‘Show people how vibrant we are’
Groningen’s low self-esteem is bad for the economy
The name Groningen conjures up images of the Martini tower and students, but also farmers and earthquakes. ‘An area’s image is extremely important, for example if you want to boost the economy’, says Karel Jan Alsem, marketing lecturer at the UG.
According to Alsem, the main things taken into account when making economic policy are prosperity and health. Image is often overlooked. ‘But we should be including it; it places a hugely important role in how people make choices’, he says. ‘People’s subconscious plays a role in 90 percent of the decisions they make. Image influences behaviour.’
The National Programma Groningen (NPG) commissioned Alsem, economic geographer Sierdjan Koster, and two other colleagues to create an image monitor. The NPG’s goal is to improve widespread prosperity and Groningen’s image over the course of the next ten years.
The four researchers created an extensive survey asking Groningen residents, non-Groningen residents, and corporations to describe what they associate Groningen with. The eight thousand participants were asked if they wanted to study, live, or start a company in Groningen, among other things. They could rate their willingness from 0 to 10. The survey also focused on word association: what did people think of when hearing the name Groningen?
Many of the non-Groningen residents answered with words like ‘Martini tower’, ‘student city’, and ‘earthquakes’. Groningen residents had expected them to think of words like ‘too far’, ‘farmers’, or ‘surly people’.
‘What we’ve seen is that Groningen residents underestimate themselves’, says Koster. ‘They think non-Groningen residents think poorly of them, but that’s not true.’
Another result showed that people don’t associate Groningen with entrepreneurship. ‘That might lead to Groningen corporations not investing as much capital, or corporations being hesitant to set up shop in Groningen.
‘This can also lead to banks or other corporations refusing to settle in Groningen’, says Koster. ‘The wrong image can negatively impact an area.’
He says that the fact that Groningen residents underestimate their province also impacts its image. ‘If they don’t have faith in themselves, why should outsiders have any? If you show people how vibrant the province is, people will automatically be attracted to it.’
Koster says there is room for improvement. ‘The authorities should show their own people that Groningen is doing pretty good! And they should show not just outside corporations, but also the corporations that are already here.’
Usually, corporations appreciate the area they’re in the most. ‘That makes sense; why else would they set up shop there?’ However, Groningen is less appreciated than Drenthe or Friesland, for example. ‘We don’t know why’, says Koster. ‘My economic geography students are currently studying this.’

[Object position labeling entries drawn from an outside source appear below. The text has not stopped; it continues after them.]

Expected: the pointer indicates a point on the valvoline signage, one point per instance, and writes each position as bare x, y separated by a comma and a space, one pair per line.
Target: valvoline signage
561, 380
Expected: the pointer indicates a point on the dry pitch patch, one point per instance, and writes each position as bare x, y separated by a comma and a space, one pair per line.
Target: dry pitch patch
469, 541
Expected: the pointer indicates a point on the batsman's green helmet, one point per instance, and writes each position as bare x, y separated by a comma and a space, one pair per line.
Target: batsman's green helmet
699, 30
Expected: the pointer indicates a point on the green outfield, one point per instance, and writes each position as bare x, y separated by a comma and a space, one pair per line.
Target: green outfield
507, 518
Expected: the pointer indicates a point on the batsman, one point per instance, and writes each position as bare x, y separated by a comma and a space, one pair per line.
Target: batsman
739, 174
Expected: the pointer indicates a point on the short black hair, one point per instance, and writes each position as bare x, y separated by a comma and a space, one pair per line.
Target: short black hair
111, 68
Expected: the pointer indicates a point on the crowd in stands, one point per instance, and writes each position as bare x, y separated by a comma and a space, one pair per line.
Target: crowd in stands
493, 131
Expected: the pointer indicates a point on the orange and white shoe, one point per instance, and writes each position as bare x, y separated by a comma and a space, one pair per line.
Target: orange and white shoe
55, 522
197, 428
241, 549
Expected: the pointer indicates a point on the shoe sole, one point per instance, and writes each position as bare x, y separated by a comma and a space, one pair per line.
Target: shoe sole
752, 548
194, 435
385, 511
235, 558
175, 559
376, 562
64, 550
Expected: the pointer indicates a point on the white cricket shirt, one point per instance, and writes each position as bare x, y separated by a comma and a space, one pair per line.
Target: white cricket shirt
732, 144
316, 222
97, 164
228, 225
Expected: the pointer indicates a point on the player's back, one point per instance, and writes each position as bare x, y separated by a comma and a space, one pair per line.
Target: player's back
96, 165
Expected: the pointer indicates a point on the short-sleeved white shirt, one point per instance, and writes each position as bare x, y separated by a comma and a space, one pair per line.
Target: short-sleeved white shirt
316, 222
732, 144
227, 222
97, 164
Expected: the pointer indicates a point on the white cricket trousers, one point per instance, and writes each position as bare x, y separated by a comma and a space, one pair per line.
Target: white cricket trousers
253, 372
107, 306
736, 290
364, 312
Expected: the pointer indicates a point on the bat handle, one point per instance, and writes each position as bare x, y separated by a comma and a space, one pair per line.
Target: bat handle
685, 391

He thinks Groningen should focus more on entrepreneurship. ‘People don’t really consider Groningen to be a young area, when especially the city is a student city with a large number of young people.’
The information from the study could be used to pick special projects to improve the province’s image. ‘Like a special campaign that shows that Groningen is a good area for entrepreneurs’, says Alsem. ‘Specific marketing can be very useful. But you have to make funds available. In the end, you want corporations to settle here and to attract tourists.’
Before this study, there were no data sets on how people felt about Groningen. ‘Now there is one. We’ll definitely be studying it for a while’, says Alsem. Additionally, Groningen’s image will be measured annually over the next ten years. ‘That will allow us to see how it develops. Hopefully it improves. That would be great.’